Question

Trace Algorithm 3 when it finds gcd (12,17) . That is, show all the steps used by Algorithm 3 to find gcd (12,17).

Short answer

The value of gcd(12,17) is 1.

Step-by-step solution

 Step 1: A Recursive Algorithm for Computing  

The gcd (a,b) can be reduced as gcd (a,b) = gcd (b mod ,a) and the condition gcd (0,b) when b > 0 .

Determine the value of  gcd (12,17)

Here, a = 12 and b = 17 .

The algorithm uses the else clause for finding that gcd (12,17) as follows.

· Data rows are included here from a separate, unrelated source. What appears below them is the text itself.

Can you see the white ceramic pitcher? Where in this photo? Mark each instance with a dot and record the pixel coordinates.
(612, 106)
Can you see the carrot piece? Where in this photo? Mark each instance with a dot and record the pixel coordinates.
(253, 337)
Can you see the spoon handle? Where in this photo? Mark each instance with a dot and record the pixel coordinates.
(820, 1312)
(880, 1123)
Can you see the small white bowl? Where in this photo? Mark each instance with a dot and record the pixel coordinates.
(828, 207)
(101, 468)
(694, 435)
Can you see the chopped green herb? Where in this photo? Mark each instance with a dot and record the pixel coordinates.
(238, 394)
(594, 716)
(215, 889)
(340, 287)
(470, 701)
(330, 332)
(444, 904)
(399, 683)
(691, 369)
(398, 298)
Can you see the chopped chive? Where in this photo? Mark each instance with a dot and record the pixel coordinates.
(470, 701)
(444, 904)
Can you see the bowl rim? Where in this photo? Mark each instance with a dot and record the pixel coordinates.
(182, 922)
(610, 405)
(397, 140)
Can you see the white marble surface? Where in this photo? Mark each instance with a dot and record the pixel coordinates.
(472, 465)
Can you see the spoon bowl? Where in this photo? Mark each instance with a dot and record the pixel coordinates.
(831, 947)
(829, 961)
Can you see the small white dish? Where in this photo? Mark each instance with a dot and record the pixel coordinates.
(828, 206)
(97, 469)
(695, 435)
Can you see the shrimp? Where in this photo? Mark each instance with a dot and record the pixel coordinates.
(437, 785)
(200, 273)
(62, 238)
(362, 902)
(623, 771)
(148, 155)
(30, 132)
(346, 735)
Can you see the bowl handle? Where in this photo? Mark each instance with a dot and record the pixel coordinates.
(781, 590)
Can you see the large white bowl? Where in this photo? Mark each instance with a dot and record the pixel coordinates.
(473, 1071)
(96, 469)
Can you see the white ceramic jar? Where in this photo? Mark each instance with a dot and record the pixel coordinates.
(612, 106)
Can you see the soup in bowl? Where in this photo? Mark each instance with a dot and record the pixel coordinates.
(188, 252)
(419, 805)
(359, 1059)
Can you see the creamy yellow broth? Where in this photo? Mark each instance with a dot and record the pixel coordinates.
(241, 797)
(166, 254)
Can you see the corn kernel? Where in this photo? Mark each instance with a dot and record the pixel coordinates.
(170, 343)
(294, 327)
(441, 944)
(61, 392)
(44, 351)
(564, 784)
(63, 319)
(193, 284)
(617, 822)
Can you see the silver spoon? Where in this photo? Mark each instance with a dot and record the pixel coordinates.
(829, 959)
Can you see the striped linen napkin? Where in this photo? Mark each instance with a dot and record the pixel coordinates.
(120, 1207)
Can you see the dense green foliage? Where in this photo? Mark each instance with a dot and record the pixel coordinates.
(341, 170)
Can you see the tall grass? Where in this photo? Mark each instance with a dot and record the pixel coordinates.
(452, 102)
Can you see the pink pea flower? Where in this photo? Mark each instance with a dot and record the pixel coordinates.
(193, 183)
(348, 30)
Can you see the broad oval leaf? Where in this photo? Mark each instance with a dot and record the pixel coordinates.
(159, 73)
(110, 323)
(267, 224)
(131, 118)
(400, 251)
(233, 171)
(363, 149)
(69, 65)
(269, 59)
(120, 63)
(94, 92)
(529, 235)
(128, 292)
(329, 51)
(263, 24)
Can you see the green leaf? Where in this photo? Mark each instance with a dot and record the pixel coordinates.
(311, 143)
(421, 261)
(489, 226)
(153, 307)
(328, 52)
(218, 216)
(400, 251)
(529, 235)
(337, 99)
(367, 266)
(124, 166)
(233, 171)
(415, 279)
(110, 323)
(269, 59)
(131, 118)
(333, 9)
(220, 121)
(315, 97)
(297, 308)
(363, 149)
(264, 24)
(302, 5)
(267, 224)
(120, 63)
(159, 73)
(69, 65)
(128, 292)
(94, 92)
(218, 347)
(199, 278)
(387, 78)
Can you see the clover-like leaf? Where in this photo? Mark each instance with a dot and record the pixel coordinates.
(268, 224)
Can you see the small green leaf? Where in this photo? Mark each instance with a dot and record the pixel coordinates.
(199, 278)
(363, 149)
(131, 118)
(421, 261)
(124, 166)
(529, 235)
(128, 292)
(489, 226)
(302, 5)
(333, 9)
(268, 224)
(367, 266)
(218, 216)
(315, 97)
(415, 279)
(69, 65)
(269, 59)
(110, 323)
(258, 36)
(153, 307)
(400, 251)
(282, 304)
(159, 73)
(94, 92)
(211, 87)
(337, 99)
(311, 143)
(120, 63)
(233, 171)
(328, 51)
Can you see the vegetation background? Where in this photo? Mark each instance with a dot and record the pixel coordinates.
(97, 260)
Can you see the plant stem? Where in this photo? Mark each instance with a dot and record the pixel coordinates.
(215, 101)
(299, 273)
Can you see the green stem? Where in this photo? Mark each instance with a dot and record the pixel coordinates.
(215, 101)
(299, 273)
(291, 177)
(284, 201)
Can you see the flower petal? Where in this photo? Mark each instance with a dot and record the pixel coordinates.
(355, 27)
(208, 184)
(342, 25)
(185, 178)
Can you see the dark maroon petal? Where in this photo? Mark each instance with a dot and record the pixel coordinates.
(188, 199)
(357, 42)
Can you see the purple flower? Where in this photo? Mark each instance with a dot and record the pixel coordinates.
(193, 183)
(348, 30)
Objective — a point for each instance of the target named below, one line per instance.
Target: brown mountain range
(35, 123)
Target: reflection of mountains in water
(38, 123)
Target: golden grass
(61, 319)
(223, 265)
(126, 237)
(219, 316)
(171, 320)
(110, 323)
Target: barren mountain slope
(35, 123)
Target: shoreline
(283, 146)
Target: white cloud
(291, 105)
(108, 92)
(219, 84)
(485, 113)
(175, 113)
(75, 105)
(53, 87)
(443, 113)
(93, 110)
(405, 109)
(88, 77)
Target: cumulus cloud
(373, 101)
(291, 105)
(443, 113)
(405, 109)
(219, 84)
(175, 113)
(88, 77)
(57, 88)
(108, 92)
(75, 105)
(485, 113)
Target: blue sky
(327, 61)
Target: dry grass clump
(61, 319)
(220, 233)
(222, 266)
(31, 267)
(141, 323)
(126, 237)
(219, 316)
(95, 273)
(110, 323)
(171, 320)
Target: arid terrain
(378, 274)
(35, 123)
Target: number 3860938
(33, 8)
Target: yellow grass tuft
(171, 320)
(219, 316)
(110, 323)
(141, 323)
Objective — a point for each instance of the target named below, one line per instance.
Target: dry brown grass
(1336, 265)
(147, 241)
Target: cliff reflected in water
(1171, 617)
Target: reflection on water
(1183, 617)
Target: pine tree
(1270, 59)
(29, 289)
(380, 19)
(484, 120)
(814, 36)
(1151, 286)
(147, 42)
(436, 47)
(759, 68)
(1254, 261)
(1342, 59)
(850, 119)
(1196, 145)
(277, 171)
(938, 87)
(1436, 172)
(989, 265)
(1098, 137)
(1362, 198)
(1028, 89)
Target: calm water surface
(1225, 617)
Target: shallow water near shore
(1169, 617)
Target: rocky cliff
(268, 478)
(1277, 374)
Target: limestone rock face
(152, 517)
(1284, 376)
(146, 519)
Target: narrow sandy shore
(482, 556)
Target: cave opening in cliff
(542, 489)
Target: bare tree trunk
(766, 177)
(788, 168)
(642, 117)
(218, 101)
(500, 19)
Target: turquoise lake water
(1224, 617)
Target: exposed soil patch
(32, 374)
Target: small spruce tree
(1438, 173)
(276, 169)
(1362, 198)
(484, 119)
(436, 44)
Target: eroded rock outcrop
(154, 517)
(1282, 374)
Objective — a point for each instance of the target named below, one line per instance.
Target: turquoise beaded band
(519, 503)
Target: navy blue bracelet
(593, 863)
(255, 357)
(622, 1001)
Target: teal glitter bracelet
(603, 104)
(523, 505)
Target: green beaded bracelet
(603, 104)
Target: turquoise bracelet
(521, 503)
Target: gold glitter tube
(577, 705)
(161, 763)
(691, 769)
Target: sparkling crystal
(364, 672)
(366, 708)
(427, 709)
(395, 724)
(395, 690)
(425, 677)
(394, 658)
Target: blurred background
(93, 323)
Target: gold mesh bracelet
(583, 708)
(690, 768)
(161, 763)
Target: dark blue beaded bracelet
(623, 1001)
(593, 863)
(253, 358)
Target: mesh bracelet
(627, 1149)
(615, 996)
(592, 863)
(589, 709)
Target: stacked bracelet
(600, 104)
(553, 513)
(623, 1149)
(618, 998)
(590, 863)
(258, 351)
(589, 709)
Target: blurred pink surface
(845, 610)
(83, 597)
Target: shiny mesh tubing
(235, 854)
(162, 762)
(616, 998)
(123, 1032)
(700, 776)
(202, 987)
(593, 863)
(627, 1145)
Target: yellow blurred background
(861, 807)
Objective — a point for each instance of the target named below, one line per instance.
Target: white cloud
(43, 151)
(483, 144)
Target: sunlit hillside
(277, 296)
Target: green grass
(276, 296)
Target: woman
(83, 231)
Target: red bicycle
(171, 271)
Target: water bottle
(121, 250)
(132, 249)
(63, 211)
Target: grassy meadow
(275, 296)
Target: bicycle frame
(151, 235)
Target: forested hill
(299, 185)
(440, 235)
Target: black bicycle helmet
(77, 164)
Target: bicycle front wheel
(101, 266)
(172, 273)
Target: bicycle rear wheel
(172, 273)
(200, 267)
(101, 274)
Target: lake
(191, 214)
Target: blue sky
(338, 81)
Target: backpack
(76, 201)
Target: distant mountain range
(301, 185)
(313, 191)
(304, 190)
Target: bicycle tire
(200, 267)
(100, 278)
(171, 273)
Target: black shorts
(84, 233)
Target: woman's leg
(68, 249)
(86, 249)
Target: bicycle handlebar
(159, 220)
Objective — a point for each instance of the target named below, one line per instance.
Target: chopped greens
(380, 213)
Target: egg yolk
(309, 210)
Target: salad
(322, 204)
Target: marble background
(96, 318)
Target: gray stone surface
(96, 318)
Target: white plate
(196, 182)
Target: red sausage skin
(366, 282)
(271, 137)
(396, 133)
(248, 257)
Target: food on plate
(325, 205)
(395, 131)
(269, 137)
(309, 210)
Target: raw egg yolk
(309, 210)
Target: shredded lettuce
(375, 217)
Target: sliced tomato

$\begin{array}{r}\gcd (12,17)=\gcd (17mod12,12)\\ =\gcd (5,12)\end{array}$

This clause is used again for finding that gcd (5,12).

$\begin{array}{r}\gcd (5,12)=\gcd (12mod5,5)\\ =\gcd (2,5)\end{array}$

Then,

$\begin{array}{r}\gcd (2,5)=\gcd (5mod2,2)\\ =\gcd (1,2)\end{array}$

Then,

$\begin{array}{r}\mathrm{gca}(1,2)=\mathrm{gca}(2mod1,1)\\ =\gcd (0,1)\end{array}$

Lastly, for finding gcd (0,1) the algorithm uses the first step with a = 0 to find that gcd (0,1) = 1 . As a result, the algorithm finds that gcd (12,17) = 1 , which is the answer.

Therefore, the value of gcd (12,17) is 1.